Thursday, February 05, 2009

sin and sinners

The cliché, God hates the sin but love the sinner, is false on the face of it and should be abandoned. Fourteen times in the first fifty Psalms alone, we are told that God hates the sinner, His wrath is on the liar, and so forth. In the Bible, the wrath of God rests both on the sin (Romans 1:18ff) and on the sinner (John 3:36). ~ D.A. Carson, The Difficult Doctrine of the Love of God

HT:Philip

I completely agree. I'm not sure why people are so quick to embrace this thought. While I completely agree that we too often fail to the other extreme (David Haywards point), we err if we do not grasp that we cannot separate sin from the person and God's response toward both.

3 comments:

Anonymous said...

I'd suggest that there's a huge gulf between "wrath" and "hate".

ricki said...

Geoff - say more, I'm interested in the difference. I can imagine a difference but not a "huge gulf" so I'm curious how you would define these.

With those definitions, please address the Scriptures that say God hates person X.

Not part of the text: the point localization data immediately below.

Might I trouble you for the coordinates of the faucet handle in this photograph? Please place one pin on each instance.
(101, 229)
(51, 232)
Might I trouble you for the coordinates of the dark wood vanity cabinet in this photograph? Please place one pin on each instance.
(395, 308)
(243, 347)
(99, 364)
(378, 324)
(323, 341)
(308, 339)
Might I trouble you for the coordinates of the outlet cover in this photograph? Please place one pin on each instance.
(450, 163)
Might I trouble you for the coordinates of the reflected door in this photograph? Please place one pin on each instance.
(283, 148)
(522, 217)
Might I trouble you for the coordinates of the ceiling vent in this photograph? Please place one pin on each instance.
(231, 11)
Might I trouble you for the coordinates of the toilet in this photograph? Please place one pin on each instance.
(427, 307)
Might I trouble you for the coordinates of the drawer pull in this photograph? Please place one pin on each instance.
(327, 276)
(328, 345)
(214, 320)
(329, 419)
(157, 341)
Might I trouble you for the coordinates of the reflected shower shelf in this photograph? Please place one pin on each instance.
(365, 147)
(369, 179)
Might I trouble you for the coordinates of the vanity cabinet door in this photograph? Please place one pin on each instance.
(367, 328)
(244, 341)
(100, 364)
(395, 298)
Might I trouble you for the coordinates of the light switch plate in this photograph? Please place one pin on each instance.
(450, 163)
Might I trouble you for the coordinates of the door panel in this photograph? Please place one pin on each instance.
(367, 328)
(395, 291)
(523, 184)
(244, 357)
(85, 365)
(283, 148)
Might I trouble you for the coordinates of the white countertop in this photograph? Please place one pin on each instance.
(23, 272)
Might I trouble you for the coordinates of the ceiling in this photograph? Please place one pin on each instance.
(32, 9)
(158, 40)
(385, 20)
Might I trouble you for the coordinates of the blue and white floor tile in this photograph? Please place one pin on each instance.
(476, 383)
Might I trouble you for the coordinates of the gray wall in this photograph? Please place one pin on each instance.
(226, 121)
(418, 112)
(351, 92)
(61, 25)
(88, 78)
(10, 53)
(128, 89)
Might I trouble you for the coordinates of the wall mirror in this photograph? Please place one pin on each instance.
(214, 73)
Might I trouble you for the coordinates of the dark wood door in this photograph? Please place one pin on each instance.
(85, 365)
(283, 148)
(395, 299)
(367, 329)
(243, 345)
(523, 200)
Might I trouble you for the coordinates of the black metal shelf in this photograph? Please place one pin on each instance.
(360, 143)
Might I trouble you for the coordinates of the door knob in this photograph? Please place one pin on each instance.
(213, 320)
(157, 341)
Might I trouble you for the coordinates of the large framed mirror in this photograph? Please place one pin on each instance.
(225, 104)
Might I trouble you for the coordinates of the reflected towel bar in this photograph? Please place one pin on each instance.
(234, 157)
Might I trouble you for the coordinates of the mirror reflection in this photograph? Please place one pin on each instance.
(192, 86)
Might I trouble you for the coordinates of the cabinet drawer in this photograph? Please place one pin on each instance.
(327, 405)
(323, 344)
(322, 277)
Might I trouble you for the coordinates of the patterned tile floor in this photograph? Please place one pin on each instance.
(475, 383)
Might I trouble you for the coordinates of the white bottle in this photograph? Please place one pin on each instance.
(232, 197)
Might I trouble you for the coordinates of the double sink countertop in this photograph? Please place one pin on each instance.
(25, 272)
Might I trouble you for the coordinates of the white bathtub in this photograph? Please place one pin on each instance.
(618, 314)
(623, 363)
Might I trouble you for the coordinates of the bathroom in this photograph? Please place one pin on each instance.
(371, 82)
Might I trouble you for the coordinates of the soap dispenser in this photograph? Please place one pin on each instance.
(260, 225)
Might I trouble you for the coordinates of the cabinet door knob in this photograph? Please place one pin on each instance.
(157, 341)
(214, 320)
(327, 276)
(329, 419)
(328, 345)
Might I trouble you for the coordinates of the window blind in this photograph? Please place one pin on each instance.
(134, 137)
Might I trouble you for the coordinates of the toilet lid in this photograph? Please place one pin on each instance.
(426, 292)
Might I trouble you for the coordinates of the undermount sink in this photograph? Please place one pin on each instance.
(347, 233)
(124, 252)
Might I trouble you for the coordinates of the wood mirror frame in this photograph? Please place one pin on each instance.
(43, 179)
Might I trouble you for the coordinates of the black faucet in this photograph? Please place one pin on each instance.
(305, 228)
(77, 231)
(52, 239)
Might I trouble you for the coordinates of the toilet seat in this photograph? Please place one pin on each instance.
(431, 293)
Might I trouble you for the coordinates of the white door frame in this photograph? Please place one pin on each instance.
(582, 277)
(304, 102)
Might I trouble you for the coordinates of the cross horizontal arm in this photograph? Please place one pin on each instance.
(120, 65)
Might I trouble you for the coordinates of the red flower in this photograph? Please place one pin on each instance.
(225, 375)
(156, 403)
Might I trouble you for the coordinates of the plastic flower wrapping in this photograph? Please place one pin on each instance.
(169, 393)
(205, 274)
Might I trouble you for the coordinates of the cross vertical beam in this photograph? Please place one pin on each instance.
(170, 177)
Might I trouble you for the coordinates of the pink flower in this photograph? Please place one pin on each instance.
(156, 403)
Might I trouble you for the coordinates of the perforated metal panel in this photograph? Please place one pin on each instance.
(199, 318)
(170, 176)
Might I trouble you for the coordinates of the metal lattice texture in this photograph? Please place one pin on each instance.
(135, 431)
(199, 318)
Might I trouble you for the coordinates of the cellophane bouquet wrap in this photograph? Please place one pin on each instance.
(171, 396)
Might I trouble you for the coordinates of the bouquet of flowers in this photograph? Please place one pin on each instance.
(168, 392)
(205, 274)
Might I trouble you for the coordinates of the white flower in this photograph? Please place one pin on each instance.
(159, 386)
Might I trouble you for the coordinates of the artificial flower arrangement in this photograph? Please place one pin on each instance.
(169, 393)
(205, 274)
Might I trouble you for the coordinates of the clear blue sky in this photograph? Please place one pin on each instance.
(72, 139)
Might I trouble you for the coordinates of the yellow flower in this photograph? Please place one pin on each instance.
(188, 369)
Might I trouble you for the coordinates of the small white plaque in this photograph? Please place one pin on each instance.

I ask because I can imagine a good set of definitions that I might buy into but I cannot imagine getting to the point as many today (some bloggers that you and I have both read) that define everything as "love". I cannot square their thinking with anything but universalism.

Perhaps I've over-reacted to that so help me find the right place here.

Anonymous said...

Rick, I'm not going to be able to reel off a scripture that says "God hates person X", but I'm very happy to have a go at a specific example or two if you have one.

And while you're at it, have a go at fitting: Romans 5:8 into this paradigm - "But God demonstrates his own love for us in this: While we were still sinners, Christ died for us." Or even John 3:16.


"Wrath" is about anger and punishment. Wrath is what I'm feeling right now about any people who have deliberately lit fires in the Australian bush near homes that have killed over a hundred people (although not all of them are definitely deliberately lit). I am angry about them, and I want them to be punished severely, but I don't hate them. It makes me sad that someone would be broken to the point of wanting to do that. That's a huge gulf between wrath and hate.

I'm also intrigued as to how you reconcile a God who hates sinners with your Calvinist position on predestination. God hates people for doing what he pre-destined them to do? I can't comprehend that at all.